Islam made it compulsary to wear attire that covers body parts other than the face and palm. If anyone wears a veil to hide their identity or for personal intrests, Islam has nothing to do with it.
Abu Dhabi,UAE

It is the right given by Allah for a woman to viel herself in front of Non-Mahrams. This practise has been there for 1000s of years but unfortunately today a woman has to expose her physical body to be known, seen and recognised. The majority of the world does not care about the charecter of a woman - only how she looks. This is not Islam vs western values but it is Islam vs ignorance.
New Jersey,USA

Whether niqab is a requirement in Islamic tradition or not, what we forget to mention is the fundamental right of a person to see the face of the person who he or she is talking to. The person wearing niqab is having a double edged advantage here- one is concealing the identity and the second is leaving the other person uncomfortable by having to engage in a conversation looking into the eyes of the wearer. It is really awkward.

The ban on nikab is against human rights of the international community. We cannot give up our culture for western interest.

No one is saying they shouldn't wear a hijab or a niqab. This is your personal right. But if you wear a niqab, you must be willing to have your identity checked by a woman to make sure that no man is sneaking into the women's dormitory. What is wrong with that? There are no rights being taken away.

We don't want to take this as a controversial issue especially in Egypt. Let's think about wearing compulsory Islamic attire, if a small amount of people want to wear a veil, then why should we block it?

In my perception one should go back into Islamic history and study the lives of the Aswaje Mutaharraat (sacred wives of the holy prophet, PBUH) then every thing will become clear. I feel very poor about those people who are advocating the western thoughts against veils. It?s a clear attack on a Islam and women?s rights given by our religion. No one has a right to say no to the veil.

The Hijab (meaning a shroud or cloth that covers a woman from head to toe) is a must for every Muslim adult woman. The shroud should cover the head completely including the hair and should cover the contours of the body. Only the hands can be kept open but preferably a woman should wear gloves. Regarding the face a woman can keep it open devoid of any make up.
Abu Dhabi,UAE

As stated by Prof. Amnah Nousir, the tradition of wearing the veil began long before Islam in Arab countries. It is also being used by men who go out in the hot sun of the desert to protect their faces from heat everywhere in this world. It is natural that women should take more protection than men from heat. It should not be connected to religion especially when people are living in air conditioned places.
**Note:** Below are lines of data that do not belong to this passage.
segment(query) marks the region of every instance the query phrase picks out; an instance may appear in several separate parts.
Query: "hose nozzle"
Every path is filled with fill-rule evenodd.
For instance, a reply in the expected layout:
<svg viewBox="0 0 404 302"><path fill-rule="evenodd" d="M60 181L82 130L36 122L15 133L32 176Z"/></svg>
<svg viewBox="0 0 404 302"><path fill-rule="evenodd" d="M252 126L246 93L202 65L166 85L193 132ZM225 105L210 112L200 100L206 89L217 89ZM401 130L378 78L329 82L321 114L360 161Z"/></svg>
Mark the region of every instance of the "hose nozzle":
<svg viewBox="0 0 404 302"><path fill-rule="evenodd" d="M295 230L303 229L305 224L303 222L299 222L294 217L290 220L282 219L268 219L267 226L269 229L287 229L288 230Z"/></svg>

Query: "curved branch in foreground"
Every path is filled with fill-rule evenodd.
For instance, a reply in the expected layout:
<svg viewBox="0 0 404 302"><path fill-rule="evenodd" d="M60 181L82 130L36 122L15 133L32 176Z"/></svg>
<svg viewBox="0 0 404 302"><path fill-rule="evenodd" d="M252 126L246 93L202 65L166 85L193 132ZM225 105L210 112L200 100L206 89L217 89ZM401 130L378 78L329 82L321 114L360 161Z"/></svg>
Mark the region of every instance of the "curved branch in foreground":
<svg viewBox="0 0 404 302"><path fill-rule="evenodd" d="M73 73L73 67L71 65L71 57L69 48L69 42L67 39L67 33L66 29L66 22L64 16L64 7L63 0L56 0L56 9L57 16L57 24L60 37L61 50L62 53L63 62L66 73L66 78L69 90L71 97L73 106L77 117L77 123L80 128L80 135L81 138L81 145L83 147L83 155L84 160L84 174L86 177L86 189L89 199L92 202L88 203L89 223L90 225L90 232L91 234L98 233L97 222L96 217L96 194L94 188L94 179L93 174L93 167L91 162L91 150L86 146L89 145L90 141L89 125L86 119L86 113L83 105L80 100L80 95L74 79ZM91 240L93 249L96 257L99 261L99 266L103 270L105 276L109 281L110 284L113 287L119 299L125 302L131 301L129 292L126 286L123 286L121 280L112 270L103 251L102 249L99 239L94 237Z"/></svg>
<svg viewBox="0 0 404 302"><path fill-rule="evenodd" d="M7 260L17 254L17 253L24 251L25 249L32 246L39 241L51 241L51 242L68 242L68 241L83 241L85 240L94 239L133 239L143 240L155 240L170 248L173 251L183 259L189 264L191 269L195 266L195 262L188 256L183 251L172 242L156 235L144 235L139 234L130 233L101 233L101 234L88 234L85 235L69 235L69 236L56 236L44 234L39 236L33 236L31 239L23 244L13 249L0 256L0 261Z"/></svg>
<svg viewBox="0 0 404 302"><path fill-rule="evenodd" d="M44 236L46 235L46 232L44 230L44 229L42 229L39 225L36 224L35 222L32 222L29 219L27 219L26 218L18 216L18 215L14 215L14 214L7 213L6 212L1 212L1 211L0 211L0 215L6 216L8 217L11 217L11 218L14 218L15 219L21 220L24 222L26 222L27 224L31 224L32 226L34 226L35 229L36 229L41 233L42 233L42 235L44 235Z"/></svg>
I strongly believe that wearing a hijab and niqab depends on one's own faith. One cannot impose another to wear a hijab and similarly one is not allowed to take off her niqab just because of a rule. It is simply a personal choice.
Anonymous by request

It is not on whether we are allowed to wear a veil or not. The talk should be about social ethics and whether we as human beings should allow other people's prejudiced opinions to affect our lives.

It's pity that terrorists may be mis-using Nnqab as their weapon for suicide attacks but can a headache be cured by cutting the heads off? Putting a ban on wearing niqab doesn't make any sense.

The controversy related to the veil is absolutely out of taste in the civilised world. People of some countries who uphold democratic rights are now showing their inner character by targeting women who wish to follow their right. The veil is a fundamental right of any female who wish to follow the traditions to safe guard her modesty.

These poor people don't know their religion. The hijab is a must for Muslim women.